On November 15's episode of Waypoint Radio, as spotted by Twitter user BenjiSales, Sawyer said that the content of his new game is too niche for most traditional publishers to pick it up. Sawyer said, "Xbox knew the project existed in a vague sense, but we didn't show anything to them until after our virtual slice...then we had already executed on the core idea and [Microsoft] was very supportive." Game Pass, as well as Microsoft's official ownership of Obsidian, gives the studio flexibility to pursue smaller projects.

While his experience has been positive, Sawyer did say that "it's totally reasonable to look at it and say there's a tradeoff for both developers and potentially for the people using it." The statement lines up with what he has said in the past, including in a prior interview with GameSpot. Pentiment is his most recent game, but Sawyer is best known for his work as lead designer on Fallout: New Vegas as well as director of both Pillars of Eternity titles.
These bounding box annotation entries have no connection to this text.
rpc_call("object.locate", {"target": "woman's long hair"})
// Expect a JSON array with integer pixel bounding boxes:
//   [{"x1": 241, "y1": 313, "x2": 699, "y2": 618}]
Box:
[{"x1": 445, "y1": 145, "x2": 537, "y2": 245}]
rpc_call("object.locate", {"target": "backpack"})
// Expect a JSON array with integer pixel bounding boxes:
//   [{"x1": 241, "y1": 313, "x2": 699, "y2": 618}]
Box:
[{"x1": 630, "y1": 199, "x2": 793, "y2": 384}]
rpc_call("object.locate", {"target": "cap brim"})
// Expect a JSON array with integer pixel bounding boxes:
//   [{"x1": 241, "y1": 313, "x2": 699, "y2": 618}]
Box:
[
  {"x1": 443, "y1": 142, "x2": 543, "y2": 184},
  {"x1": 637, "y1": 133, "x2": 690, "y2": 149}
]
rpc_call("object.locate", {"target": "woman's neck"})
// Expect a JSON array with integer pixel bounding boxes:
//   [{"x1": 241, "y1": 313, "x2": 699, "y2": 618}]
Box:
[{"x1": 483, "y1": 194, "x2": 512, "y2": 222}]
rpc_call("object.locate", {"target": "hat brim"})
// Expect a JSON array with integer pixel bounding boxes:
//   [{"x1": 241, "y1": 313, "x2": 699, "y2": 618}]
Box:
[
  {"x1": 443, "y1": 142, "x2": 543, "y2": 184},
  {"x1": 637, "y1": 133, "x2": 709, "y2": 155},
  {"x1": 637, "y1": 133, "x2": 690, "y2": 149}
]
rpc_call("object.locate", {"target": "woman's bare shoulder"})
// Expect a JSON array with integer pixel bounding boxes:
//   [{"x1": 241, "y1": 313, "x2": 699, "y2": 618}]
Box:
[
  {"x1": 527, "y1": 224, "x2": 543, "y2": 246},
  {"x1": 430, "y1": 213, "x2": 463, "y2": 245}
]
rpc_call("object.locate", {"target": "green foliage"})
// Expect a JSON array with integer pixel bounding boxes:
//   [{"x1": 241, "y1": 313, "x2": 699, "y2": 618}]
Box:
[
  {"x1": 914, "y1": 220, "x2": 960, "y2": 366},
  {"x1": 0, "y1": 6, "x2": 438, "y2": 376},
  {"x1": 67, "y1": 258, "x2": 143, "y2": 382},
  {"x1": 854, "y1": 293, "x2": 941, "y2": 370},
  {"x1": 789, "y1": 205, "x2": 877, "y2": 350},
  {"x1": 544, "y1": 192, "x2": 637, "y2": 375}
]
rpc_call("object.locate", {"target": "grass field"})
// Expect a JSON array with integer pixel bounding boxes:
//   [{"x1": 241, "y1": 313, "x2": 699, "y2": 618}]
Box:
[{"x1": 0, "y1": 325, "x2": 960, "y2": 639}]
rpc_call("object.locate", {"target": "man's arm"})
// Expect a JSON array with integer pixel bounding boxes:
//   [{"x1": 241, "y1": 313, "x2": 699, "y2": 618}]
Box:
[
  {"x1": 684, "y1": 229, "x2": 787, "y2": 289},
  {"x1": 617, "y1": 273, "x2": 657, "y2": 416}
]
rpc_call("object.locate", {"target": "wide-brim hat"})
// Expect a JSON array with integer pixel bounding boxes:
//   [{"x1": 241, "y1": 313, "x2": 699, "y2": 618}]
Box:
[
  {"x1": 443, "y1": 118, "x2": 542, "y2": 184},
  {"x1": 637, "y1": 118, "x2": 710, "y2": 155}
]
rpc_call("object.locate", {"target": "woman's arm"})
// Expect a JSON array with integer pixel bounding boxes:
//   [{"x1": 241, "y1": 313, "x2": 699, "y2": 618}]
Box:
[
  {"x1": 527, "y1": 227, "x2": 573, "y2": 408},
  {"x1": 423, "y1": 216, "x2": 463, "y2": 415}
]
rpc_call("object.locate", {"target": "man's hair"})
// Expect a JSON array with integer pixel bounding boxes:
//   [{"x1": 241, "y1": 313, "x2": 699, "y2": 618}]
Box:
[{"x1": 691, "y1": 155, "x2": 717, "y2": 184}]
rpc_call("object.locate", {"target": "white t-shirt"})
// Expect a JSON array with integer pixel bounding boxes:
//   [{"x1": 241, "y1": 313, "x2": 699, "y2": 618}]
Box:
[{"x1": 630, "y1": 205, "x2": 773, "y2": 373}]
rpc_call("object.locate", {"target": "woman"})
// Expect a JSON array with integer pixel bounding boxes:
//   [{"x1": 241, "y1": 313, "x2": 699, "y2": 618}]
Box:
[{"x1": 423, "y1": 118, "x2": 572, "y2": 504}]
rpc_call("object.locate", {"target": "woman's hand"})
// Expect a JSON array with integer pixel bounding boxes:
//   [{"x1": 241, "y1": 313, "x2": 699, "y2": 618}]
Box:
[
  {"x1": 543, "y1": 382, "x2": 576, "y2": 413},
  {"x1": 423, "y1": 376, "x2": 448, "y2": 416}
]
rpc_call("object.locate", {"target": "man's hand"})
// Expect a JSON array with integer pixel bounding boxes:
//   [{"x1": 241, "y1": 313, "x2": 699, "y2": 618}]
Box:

Pentiment is a murder mystery set in the midst of the Reformation in Bavaria (now part of modern-day Germany). The main character, Andreas Maler, is an artist who gets caught in the midst of conflicts between an abbey and the local town in the midst of the chaotic upheavals of the time period. It has more in common with Umberto Eco's The Name of the Rose than most video games, and even Obsidian's previous output. It's not hard to imagine that such a game might have had trouble finding a publisher. Although, other narrative games with an historical fiction bent, like Card Shark, have released recently to some success and acclaim.

In GameSpot's Pentiment review, reviewer Jordan Ramée gave it a 6/10, saying, "Pentiment strives to exist somewhere between a history book and historical fiction, not quite committing to a detailed look at history or fulfilling a narrative arc."